# Evaluating the accuracy of two different racomandation strategies

The main objective of this project is to develop, implement, and evaluate multiple recommendation models using state-of-the-art techniques in collaborative filtering. In particular, the work focuses on comparing traditional methods—such as item-kNN and matrix factorization—with more advanced neural approache that is MultiVAE. The aim is to understand how different modeling choices, data preprocessing strategies, and evaluation metrics impact recommendation quality, and to identify the methods that achieve the best performance on the given dataset.

Importing the necessary libraries:

In [16]:
import pandas as pd
import seaborn as sns
import numpy as np
from scipy.stats.mstats import winsorize



## DATASET

From the Steam dataset, I am using the following components:
- train_interactions.csv & test_interactions_in.csv
    - user_id
    - item_id

In [17]:
dataset_foldername = "~/OneDrive - Università degli Studi di Milano-Bicocca/Magistrale/AI/cleaned_datasets_students"

In [18]:
train_interactions = pd.read_csv(f"{dataset_foldername}/train_interactions.csv")
games = pd.read_csv(f"{dataset_foldername}/games.csv")
test_interactions_in = pd.read_csv(f"{dataset_foldername}/test_interactions_in.csv")

## Interaction.csv pre-processing

In [19]:
train_filtered = train_interactions.drop_duplicates(["user_id", "item_id"])

# User with >=5 interactions
train_filtered = train_filtered.groupby("user_id").filter(lambda x: len(x) >= 5)

# Items with >=2 interactions
item_freq = train_filtered.groupby("item_id").size()
valid_items = item_freq[item_freq >= 2].index
train_filtered = train_filtered[train_filtered["item_id"].isin(valid_items)]


train_filtered["split"] = "train"
test_interactions_in["split"] = "test"

all_interactions = pd.concat([train_filtered, test_interactions_in], ignore_index=True)

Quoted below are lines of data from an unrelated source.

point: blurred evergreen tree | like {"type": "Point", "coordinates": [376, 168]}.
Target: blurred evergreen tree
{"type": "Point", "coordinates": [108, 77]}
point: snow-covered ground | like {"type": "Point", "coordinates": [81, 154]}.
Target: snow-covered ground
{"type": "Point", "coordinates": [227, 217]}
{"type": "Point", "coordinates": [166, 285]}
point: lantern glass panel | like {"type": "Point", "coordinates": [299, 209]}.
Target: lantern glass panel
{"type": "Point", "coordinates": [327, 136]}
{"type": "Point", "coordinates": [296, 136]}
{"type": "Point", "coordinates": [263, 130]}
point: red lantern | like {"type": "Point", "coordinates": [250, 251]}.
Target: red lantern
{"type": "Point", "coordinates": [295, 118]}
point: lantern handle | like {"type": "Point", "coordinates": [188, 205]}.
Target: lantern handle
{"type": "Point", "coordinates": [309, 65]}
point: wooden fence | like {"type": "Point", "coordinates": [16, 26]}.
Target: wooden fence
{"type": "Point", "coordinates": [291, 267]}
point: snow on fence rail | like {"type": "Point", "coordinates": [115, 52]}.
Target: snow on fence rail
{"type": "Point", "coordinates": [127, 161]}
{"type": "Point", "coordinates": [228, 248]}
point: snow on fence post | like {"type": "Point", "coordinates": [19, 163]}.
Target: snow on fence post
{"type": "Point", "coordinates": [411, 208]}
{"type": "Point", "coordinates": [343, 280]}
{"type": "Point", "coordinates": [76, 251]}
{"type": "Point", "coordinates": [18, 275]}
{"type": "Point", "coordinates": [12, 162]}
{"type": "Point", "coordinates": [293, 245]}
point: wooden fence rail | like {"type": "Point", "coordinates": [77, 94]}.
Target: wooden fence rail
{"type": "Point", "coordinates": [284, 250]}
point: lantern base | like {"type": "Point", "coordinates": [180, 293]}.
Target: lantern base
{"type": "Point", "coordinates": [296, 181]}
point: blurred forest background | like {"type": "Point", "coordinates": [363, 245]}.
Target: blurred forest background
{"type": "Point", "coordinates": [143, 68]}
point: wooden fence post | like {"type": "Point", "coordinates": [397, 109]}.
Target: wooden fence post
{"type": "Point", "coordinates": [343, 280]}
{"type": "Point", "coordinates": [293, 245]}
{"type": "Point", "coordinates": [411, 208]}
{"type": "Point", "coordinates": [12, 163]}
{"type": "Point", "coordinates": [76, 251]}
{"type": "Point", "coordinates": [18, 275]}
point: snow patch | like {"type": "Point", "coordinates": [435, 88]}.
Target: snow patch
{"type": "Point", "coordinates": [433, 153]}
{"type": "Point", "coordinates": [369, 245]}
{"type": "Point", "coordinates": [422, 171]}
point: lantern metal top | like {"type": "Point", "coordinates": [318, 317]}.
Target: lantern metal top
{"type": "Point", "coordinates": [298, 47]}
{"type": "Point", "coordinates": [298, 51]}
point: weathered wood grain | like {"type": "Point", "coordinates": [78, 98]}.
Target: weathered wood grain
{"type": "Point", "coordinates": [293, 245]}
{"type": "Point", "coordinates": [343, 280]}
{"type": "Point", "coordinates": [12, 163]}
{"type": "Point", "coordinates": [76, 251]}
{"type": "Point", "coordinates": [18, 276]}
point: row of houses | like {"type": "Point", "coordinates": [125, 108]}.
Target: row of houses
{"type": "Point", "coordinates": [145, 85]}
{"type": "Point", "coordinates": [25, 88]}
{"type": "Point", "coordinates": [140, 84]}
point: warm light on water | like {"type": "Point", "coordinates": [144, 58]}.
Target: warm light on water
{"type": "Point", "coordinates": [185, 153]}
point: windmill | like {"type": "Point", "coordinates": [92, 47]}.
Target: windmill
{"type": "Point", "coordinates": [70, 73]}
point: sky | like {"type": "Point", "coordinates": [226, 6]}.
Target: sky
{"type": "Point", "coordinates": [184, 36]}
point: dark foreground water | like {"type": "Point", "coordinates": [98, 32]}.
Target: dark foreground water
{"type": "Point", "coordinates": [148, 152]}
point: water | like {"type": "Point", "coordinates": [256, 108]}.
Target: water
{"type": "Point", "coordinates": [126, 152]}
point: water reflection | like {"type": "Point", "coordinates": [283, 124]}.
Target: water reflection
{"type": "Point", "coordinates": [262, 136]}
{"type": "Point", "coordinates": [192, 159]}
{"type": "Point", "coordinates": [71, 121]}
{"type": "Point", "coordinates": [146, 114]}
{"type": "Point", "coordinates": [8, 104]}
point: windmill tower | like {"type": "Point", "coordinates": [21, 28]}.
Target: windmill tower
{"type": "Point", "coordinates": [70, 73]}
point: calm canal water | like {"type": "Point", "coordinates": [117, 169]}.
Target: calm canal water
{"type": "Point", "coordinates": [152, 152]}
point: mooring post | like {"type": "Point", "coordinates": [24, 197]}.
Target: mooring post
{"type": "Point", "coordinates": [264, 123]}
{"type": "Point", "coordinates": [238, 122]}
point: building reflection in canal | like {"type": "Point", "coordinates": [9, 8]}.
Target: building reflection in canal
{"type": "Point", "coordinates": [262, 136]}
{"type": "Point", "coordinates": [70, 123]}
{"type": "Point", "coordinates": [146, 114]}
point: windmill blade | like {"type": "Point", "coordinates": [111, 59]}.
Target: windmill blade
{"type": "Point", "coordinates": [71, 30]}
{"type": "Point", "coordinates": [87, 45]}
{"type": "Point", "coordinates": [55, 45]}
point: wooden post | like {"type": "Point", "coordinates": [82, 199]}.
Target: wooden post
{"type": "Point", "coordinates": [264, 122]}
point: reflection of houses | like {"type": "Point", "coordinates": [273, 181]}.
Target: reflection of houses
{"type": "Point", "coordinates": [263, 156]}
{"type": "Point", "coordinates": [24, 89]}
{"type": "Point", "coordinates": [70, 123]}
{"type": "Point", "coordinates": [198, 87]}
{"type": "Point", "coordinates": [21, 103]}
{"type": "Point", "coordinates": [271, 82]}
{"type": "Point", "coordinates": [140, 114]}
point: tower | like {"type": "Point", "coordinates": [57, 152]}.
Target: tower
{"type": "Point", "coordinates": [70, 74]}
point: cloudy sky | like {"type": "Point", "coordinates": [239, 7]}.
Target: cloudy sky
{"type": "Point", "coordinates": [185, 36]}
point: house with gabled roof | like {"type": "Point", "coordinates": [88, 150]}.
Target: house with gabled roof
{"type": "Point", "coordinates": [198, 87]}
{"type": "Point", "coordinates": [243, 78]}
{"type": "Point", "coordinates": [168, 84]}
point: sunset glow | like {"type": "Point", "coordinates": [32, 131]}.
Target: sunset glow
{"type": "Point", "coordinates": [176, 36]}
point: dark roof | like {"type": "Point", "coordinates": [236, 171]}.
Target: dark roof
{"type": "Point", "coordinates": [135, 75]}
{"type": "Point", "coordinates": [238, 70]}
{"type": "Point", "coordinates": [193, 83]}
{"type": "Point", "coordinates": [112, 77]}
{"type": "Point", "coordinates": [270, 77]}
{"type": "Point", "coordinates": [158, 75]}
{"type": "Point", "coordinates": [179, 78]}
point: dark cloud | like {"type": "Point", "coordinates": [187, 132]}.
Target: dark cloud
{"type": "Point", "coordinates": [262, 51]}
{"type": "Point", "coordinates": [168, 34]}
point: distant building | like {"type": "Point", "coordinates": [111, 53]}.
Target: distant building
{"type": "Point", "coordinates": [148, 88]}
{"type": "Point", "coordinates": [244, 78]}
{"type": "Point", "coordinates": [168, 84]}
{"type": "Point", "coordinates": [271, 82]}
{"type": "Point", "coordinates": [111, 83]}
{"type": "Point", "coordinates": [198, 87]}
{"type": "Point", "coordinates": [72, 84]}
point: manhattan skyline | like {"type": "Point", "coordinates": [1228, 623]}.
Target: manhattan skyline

all_interactions = all_interactions.rename(
    columns={
        "user_id": "old_user_id",
        "item_id": "old_item_id"
    }
)
# --- USERS ---
user_id_mapping = {old_id: new_id for new_id, old_id in enumerate(all_interactions['old_user_id'].unique())}
all_interactions['user_id'] = all_interactions['old_user_id'].map(user_id_mapping)
new_to_old_user_id_mapping = {v: k for k, v in user_id_mapping.items()}

# --- ITEMS ---
item_id_mapping = {old_id: new_id for new_id, old_id in enumerate(all_interactions['old_item_id'].unique())}
all_interactions['item_id'] = all_interactions['old_item_id'].map(item_id_mapping)
new_to_old_item_id_mapping = {v: k for k, v in item_id_mapping.items()}


In [20]:
test_mapped  = all_interactions[all_interactions["split"] == "test"].copy()
train_mapped = all_interactions[all_interactions["split"] == "train"].copy()

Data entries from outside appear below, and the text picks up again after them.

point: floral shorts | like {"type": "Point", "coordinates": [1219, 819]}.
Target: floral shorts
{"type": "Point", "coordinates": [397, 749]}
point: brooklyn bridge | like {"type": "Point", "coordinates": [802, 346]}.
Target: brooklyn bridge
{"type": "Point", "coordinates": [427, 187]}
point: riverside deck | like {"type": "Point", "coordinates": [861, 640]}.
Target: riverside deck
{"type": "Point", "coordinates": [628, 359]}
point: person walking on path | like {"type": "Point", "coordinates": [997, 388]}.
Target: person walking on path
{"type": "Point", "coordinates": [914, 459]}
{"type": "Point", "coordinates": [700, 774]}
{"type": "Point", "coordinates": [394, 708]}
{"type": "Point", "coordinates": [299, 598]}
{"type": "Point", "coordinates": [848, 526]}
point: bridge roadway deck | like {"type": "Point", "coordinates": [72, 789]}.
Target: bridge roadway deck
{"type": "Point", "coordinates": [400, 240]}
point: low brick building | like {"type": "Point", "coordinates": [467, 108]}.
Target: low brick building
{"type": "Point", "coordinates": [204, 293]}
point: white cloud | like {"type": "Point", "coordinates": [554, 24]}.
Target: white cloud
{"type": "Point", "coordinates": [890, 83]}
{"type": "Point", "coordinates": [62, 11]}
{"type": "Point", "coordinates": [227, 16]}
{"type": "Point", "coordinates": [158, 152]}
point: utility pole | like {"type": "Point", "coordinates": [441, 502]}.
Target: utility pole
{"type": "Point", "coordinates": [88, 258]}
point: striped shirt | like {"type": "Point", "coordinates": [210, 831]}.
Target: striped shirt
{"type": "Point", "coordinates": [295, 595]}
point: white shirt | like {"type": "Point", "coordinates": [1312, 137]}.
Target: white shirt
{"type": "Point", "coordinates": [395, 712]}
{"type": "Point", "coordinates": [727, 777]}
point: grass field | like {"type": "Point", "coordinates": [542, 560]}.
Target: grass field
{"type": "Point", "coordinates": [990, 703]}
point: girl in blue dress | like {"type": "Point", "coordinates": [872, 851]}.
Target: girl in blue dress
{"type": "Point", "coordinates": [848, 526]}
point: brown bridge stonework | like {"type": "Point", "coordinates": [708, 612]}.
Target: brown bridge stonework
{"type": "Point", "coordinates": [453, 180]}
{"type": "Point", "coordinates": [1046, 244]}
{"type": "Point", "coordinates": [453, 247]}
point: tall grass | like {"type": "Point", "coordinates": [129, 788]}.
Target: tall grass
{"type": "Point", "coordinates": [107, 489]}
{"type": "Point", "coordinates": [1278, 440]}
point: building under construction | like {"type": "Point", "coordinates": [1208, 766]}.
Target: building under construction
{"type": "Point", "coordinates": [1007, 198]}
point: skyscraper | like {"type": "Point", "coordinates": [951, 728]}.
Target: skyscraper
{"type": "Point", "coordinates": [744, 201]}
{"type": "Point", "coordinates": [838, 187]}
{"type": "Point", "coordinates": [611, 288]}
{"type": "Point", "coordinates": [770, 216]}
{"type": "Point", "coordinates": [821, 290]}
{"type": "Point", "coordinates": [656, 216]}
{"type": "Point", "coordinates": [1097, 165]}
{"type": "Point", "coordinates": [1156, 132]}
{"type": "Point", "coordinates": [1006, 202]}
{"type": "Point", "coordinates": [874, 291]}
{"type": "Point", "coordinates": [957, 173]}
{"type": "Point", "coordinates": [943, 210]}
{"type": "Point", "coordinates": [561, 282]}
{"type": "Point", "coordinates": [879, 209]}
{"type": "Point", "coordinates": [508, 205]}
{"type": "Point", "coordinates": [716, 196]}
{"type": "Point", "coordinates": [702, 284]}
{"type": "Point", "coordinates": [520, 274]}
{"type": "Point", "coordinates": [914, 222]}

item_freq = train_mapped.groupby("item_id").size()
valid_items = set(item_freq[item_freq >= 2].index)

train_mapped = train_mapped[train_mapped["item_id"].isin(valid_items)]
test_mapped = test_mapped[test_mapped["item_id"].isin(valid_items)]


In [21]:
import scipy.sparse as sp
from scipy.sparse import csr_matrix
num_users = all_interactions["user_id"].nunique()
num_items = len(valid_items)

X_train_binary = sp.csr_matrix(
    (np.ones(len(train_mapped)),
     (train_mapped["user_id"].values, train_mapped["item_id"].values)),
    shape=(num_users, num_items)
)


X_test_in_binary = sp.csr_matrix(
    (np.ones(len(test_mapped)),
     (test_mapped["user_id"].values, test_mapped["item_id"].values)),
    shape=(num_users, num_items)
)



## Recommendation

### ITEM-KNN
Item-kNN is a neighborhood-based collaborative filtering method that recommends items by measuring similarity between products. The underlying idea is that items consumed by similar groups of users are likely to be related. To generate recommendations, item-kNN computes item–item similarity scores—commonly using cosine similarity—based on user interaction patterns. For a given user, the model identifies items similar to those they have already interacted with and ranks them according to aggregated similarity.

### MultiVAE
MultiVAE (Multinomial Variational Autoencoder) is a deep generative model designed for collaborative filtering, leveraging the power of variational inference to learn meaningful latent representations of users. Unlike traditional methods, MultiVAE models the user–item interaction vector as a multinomial distribution and uses an encoder–decoder architecture to reconstruct user preferences while regularizing the latent space through a KL divergence term. The encoder maps each user’s interaction history to a continuous latent vector, while the decoder predicts the probability distribution over all items. This allows MultiVAE to capture complex, nonlinear patterns in the data and produce highly personalized recommendations.

#### ITEM-KNN

In [22]:

from Components.my_cosine_similarity import my_cosine_similarity
import scipy.sparse as sp
from scipy.sparse import csr_matrix
import torch
from Components.item_knn import item_knn_scores, scores2recommendations, save_user_item

scores = item_knn_scores(X_train_binary, X_test_in_binary, 50)
df_recos = scores2recommendations(scores, X_test_in_binary, 20)
df_recos["user_id"] = df_recos["user_id"].map(new_to_old_user_id_mapping)
df_recos["item_id"] = df_recos["item_id"].map(new_to_old_item_id_mapping)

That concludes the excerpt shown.